Chinese e-commerce giant Temu has quietly launched a warehouse in South Africa, accelerating delivery times and sparking industry concerns over trade and tax compliance.

temu app

Temu, the Chinese e-commerce platform known for its steeply discounted goods, has taken a bold step into the South African market by launching a local warehouse—its first major domestic expansion since entering the country in January 2024.

Temu now has a warehouse in South Africa

Although no formal announcement has been made by the company, shoppers browsing Temu’s app or website may now notice products tagged as “local.” This label, according to reports, signals that the item is stocked in South Africa and can be delivered within two days, often as quickly as the next day.

In contrast, items still shipped from China rely on import partners such as Buffalo Logistics, with Fastway handling domestic deliveries.

Temu operates by connecting overseas suppliers, primarily based in China, with customers around the world.

This direct-from-source model, which removes traditional retail middlemen, allows the platform to offer items at much lower prices.

Since launching globally in 2022 and debuting in South Africa 18 months ago, Temu has rapidly scaled up, including a reported 1,000% increase in advertising spend in 2023, much of it channelled into social media.

The launch of a warehouse in South Africa is expected to change the game for local logistics. For one, it means customers will no longer wait weeks for goods to arrive.

More importantly, however, it suggests a shift in how Temu navigates customs and tax obligations.

Temu’s entrance has not been without controversy. Industry critics have raised alarms about its use of a longstanding import concession.

Since 2007, the South African Revenue Service (SARS) has allowed low-value imports—those under R500—to enter the country under a flat 20% duty, excluding VAT.

Initially intended to simplify customs for courier companies, this rule is now seen as a loophole.

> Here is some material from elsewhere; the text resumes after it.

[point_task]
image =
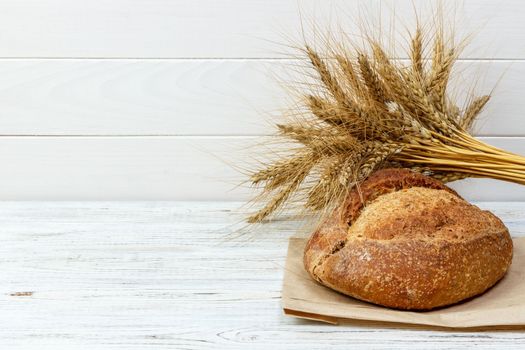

Retailers, particularly in the clothing and textile sector, say Temu’s pricing gives it an unfair advantage.

Instead of paying the standard 45% duty on imported clothing, they allege Temu benefits from the R500 threshold rule, enabling it to flood the market with cheaper alternatives.

Concerns have also emerged in the tech space. Local businesses claim that some electronic products sold via Temu’s platform bypass important regulatory checks.

These include required certifications for devices that emit radio waves or operate on electricity—essential for ensuring safety and quality.

Temu, a subsidiary of PDD Holdings and a sister company to Chinese retail giant Pinduoduo, has maintained that it addresses product complaints and removes sellers who violate its standards.

But its aggressive growth continues to raise questions around regulation, tax fairness, and market impact.

While the launch of a warehouse might improve customer experience and reduce delivery times, local industry players are watching closely to see how Temu adapts to South Africa’s trade laws and regulatory environment—especially in sectors where compliance is already under strain.